U.S. Inflation: Expecting the Best

Mid Week Bond Update

U.S. Inflation: Expecting the Best

The upward move in 30-year yields begs questions about growth, inflation and the Fed's next moves; Brazil's post-election markets all move up; China's bank reserve requirements are moved down.

The past week’s moves in U.S. Treasuries, which brought the 30-year yield to a 4-year high, raise new questions about the pace of inflation, and whether the Fed’s relatively sanguine approach toward rate hikes in 2019 could change.

The long end of the U.S. yield curve saw a rapid uptick in yields, with 30-year Treasuries making a 24 basis-point (bps) jump from 3.205% on October 3 to as high as 3.445% on October 9 before pulling back to 3.368% by the end of trading. That steepened the yield curve slightly, with the 10-30 spread ending at 16.2 bps, a level not seen since 2007, and up from the one-year lows of July 2018. 

10-Year & 30-Year Treasuries, 10-30 Spread

Source: Bloomberg, October 10, 2018. Past performance is no guarantee of future results. Indexes are unmanaged, and not available for direct investment. Index returns do not include fees or sales charges. This information is provided for illustrative purposes only and does not reflect the performance of an actual investment.

The usual explanation for upward moves at the long end of the curve involve rising expectations for growth, inflation, or both. Most other measures of inflation expectations, however, remain low, including breakeven inflation rates derived from trading in inflation-linked Treasuries to surveys of consumers.

Taken at face value, that leaves expectations of growth as the least unlikely reason for the spike. That should focus additional attention on the FOMC’s reaction to the September inflation and consumer expectation figures for September, to be released later this week. Reactions to the figures will show up most directly in the futures market for Fed Funds, and its implied expectations for the number of rate hikes over the coming year.  For now, the markets appear split between 2 and 3 hikes for 2019.   But the Fed still scrutinizes all incoming economic data; is this move in the 30-year the first sign of a shift in inflation, and therefore a more hawkish Fed?

On the Rise: Brazil’s bonds, stocks and currency

The first round of Brazil’s election brought right-wing candidate Jair Bolsonaro close to an outright win, with about 46.4% of the popular vote. A runoff election on October 28 will determine the final outcome.   

Financial markets reacted positively, with yields for local-currency 5-year sovereign debt dropping to as low as 9.75% from pre-election 10.53% and U.S. dollar 5-year yield falling from 4.775% to as low as 4.475%. Brazil’s currency rose from 3.84 to 3.714 reais to the dollar, a sizeable 3.34% move. making it the best-performing EM currency for the period against the greenback.

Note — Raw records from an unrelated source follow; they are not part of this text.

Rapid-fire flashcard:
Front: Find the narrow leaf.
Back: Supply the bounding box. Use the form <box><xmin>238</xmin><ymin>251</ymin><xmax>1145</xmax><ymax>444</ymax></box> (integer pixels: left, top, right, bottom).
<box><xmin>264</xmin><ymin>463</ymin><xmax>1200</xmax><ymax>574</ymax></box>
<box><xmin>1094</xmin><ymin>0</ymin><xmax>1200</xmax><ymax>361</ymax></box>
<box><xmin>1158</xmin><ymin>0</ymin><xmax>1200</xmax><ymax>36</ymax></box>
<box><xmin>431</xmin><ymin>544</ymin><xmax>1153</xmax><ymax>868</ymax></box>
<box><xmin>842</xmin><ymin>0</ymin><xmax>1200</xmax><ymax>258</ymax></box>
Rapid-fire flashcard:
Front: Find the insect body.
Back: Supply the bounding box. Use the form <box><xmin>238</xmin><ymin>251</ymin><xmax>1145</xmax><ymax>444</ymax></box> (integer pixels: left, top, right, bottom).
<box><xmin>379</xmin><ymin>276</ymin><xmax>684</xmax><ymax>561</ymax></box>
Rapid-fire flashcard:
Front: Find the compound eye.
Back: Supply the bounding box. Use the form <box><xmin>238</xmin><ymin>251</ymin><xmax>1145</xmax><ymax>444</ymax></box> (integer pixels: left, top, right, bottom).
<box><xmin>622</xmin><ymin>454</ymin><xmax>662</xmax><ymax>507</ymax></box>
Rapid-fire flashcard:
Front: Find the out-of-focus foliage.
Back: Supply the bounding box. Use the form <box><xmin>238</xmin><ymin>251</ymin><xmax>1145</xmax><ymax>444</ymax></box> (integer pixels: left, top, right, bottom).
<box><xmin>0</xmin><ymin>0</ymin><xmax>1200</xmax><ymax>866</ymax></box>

Brazil’s Ibovespa stock index rose just over 6% in local currency terms intra-day on the news; in U.S. dollar terms, the rise came to just over 9%.

Brazil has been plagued with economic uncertainty and corruption scandals in recent years. Market reaction could be attributed to the decisive outcome as much as to Mr. Bolsonaro himself; how it responds to the results of the next round will be telling.

On the Slide:  China banks’ required reserve ratio

As China’s Golden Week holiday came to an end, the country’s central bank (People’s Bank of China) announced the fourth cut this year in its required reserve ratio (RRR) for banks by 100 basis points. Effective October 15, that brings the reserve level to 14.5% for larger banks and 12.5% for smaller banks.  The move reduces the amount of cash needed to fund continuing operations. Official estimates are that the moves will effectively inject net 750 billion yuan (about $109 billion) into the banking system.  The PBoC characterized the move as ”…reasonable and moderate, and will not lead to depreciation pressure”. The move comes amid increases in bond issuance by local government authorities to fund a rebound in infrastructure spending and the release of government statistics suggesting that economic growth may have eased.


All data Source: Bloomberg, October 11, 2018 unless otherwise indicated.


The Federal Open Market Committee (FOMC) is a policy-making body of the Federal Reserve System responsible for the formulation of a policy designed to promote economic growth, full employment, stable prices, and a sustainable pattern of international trade and payments.

The Ibovespa Stock Index is a total return index weighted by trading volume and comprised of the most liquid stocks traded on the Sao Paulo Stock Exchange.

Emerging markets (EM) are nations with social or business activity in the process of rapid growth and industrialization. These nations are sometimes also referred to as developing or less developed countries.